The resulting dataset contains the expression of 15,311 informative genes.

The gene expression similarity is calculated among all 20 tissues. As a measurement for gene expression similarity it can be chosen among the Gini correlation coefficient (GSS) [Ma et al], Pearson and Spearman correlation. The tissues specificity is calculated only among the four tissues - this tissues were selected based on biological relevance: treated leaf and root, flower bud and dry seed. The tissues specificity is calculated in two ways: Tau and Shannon entropy [Gerstberger et al].

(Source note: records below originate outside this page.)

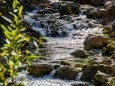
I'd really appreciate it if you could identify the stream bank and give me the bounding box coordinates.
[18,1,115,86]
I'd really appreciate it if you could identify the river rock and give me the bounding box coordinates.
[101,1,115,25]
[80,64,115,81]
[28,64,53,77]
[106,41,115,54]
[110,54,115,61]
[103,25,113,34]
[84,36,108,50]
[71,82,94,86]
[60,61,71,66]
[86,7,106,18]
[59,3,80,16]
[93,71,110,86]
[71,49,88,58]
[74,0,105,6]
[54,66,81,80]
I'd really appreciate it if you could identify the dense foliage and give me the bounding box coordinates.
[0,0,37,86]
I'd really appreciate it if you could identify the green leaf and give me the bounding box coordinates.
[12,0,17,9]
[1,24,10,34]
[14,16,19,25]
[27,55,37,60]
[18,6,23,16]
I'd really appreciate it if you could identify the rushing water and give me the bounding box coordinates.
[17,0,102,86]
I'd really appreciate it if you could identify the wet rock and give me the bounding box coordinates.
[80,64,115,81]
[110,54,115,61]
[101,3,115,25]
[75,0,105,6]
[46,19,68,37]
[60,61,71,66]
[86,7,106,18]
[59,3,80,16]
[103,25,113,34]
[84,36,108,50]
[54,66,80,80]
[106,41,115,54]
[71,82,94,86]
[28,64,53,77]
[93,71,110,86]
[22,21,41,39]
[71,50,88,58]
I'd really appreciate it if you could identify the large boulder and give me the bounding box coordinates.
[71,49,88,58]
[28,64,53,77]
[54,66,81,80]
[84,35,108,50]
[59,3,80,16]
[101,1,115,25]
[80,64,115,81]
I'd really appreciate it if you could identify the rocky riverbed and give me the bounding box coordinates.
[14,0,115,86]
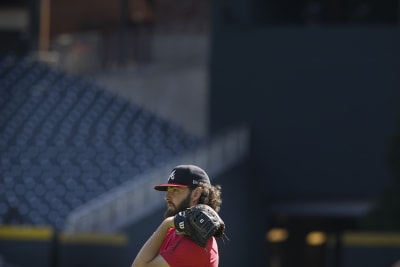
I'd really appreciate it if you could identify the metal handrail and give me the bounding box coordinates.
[64,126,250,233]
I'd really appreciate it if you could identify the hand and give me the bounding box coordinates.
[162,216,175,229]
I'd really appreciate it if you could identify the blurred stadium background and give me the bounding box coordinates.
[0,0,400,267]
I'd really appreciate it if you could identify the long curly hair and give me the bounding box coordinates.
[198,183,222,212]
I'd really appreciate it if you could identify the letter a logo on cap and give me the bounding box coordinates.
[169,170,175,180]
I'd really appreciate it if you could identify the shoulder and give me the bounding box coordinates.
[160,229,219,266]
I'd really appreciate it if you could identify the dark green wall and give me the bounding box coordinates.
[209,14,400,198]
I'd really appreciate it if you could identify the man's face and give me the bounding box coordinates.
[164,186,191,218]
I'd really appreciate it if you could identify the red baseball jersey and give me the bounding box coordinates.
[160,228,219,267]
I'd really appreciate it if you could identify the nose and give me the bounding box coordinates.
[164,192,171,201]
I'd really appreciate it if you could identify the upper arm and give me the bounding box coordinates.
[131,254,170,267]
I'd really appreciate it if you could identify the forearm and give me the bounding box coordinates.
[131,217,174,267]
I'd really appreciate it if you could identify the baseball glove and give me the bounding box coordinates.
[174,204,225,247]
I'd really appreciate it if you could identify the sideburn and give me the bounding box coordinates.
[164,191,192,219]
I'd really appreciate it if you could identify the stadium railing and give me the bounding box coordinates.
[64,126,250,233]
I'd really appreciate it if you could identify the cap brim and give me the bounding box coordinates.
[154,184,189,191]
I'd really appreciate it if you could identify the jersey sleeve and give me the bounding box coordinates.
[160,231,218,267]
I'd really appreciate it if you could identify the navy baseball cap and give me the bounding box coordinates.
[154,165,211,191]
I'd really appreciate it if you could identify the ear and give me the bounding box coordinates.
[192,187,203,203]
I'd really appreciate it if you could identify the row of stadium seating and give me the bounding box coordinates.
[0,54,203,229]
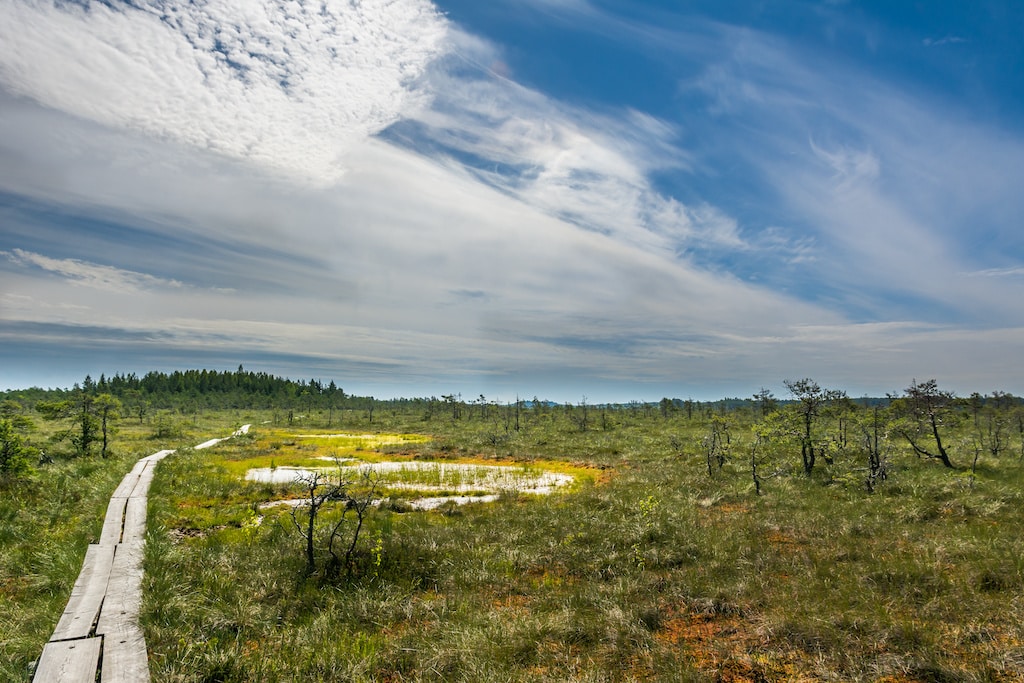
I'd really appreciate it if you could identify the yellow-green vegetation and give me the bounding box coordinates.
[143,401,1024,681]
[0,387,1024,683]
[0,411,254,681]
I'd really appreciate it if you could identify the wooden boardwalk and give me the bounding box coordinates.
[33,425,249,683]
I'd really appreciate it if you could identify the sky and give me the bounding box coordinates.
[0,0,1024,402]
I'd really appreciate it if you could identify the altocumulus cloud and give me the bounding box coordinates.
[0,0,1024,400]
[0,0,446,183]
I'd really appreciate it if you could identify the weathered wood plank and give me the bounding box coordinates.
[50,544,114,641]
[96,541,143,635]
[142,450,175,463]
[121,496,147,544]
[33,638,101,683]
[112,460,148,498]
[99,626,150,683]
[96,540,150,682]
[99,497,128,546]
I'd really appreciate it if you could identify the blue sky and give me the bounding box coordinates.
[0,0,1024,401]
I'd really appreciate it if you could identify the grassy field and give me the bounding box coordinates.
[0,403,1024,682]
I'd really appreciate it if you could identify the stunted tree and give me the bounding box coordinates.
[700,415,733,481]
[36,382,101,456]
[890,380,955,469]
[291,464,377,577]
[784,378,846,476]
[0,400,34,479]
[94,393,121,458]
[754,387,778,420]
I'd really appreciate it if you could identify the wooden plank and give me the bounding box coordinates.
[50,544,114,641]
[33,638,101,683]
[99,497,128,546]
[99,626,150,683]
[142,450,175,463]
[112,460,148,498]
[121,496,146,544]
[96,540,150,682]
[96,541,143,635]
[132,460,157,498]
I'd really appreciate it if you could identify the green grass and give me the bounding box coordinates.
[138,409,1024,681]
[0,403,1024,682]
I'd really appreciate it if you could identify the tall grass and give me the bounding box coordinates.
[144,415,1024,681]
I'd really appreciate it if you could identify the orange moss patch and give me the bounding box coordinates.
[654,614,743,648]
[654,612,817,683]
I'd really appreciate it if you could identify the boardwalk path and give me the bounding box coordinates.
[33,425,249,683]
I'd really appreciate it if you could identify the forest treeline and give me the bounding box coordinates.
[0,366,1024,487]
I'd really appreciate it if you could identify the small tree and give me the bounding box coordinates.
[784,378,846,476]
[700,415,732,476]
[893,380,955,469]
[94,393,121,458]
[36,376,100,456]
[291,463,378,577]
[0,400,34,479]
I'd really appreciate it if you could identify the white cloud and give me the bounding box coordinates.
[0,249,181,293]
[0,0,446,183]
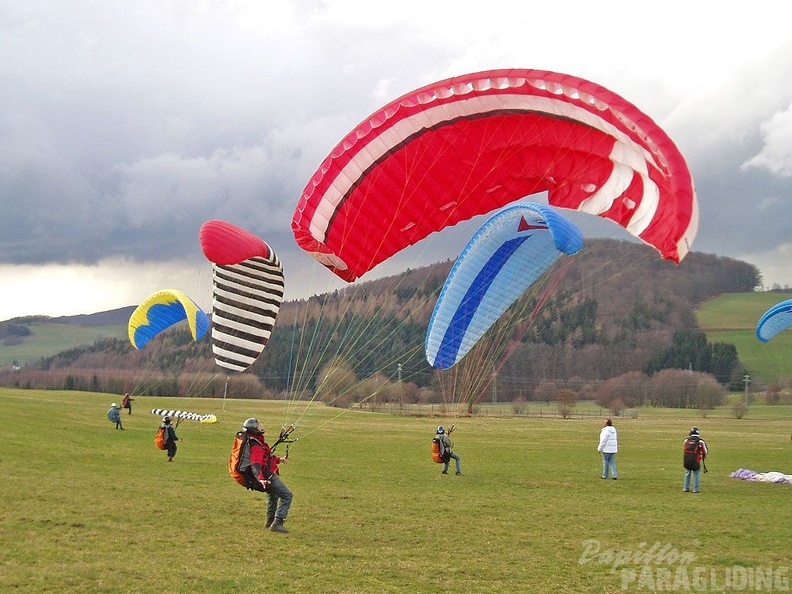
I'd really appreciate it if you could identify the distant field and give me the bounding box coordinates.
[0,388,792,594]
[6,293,792,383]
[696,293,792,383]
[0,324,127,365]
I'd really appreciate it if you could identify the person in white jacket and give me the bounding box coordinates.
[597,419,619,481]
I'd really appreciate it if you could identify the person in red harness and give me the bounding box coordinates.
[242,418,293,533]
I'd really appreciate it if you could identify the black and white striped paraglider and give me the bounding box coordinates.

Metabolite-metabolite co-expression:

The metabolomic data described above was used to calculate expression similarity between metabolites.
To overcome the limitations to quantify metabolite expression, the expression was transformed in binary values. Therefor, the expression was ZMAD transformed and a cutoff of 2 was applied to convert if to binary data. The expression similarity between metabolites was calculated using the Ochiai coefficient among 14 tissues.

Gene-metabolite & metabolite-gene co-expression:

The same binary data from the metabolite-metabolite co-expression network was used to overcome the limitations to quantify metabolite expression. Additionally, the gene expression data based on RNA-Seq data (described above) was also ZMAD transformed and a cutoff of 3 was applied to convert the expression to binary data.
Only 12 tissues were used from both data sets for comparison. anthers, nectaries, ovary, pedicels, root treated, leaf (control and treated merged), stem treated, seed (dry, watered and smoked merged), corolla (early and late merged), style (selfed, outcrossed and no pollination merged), open flower and flower bud from the RNA-Seq data, and anthers, flower bud, corolla, leaf, limb, nectaries, ovary, pedicels, root, seed, stem and style from the metabolomic data. The expression similarity between genes and metabolites was calculated using the Ochiai coefficient among this 12 tissues.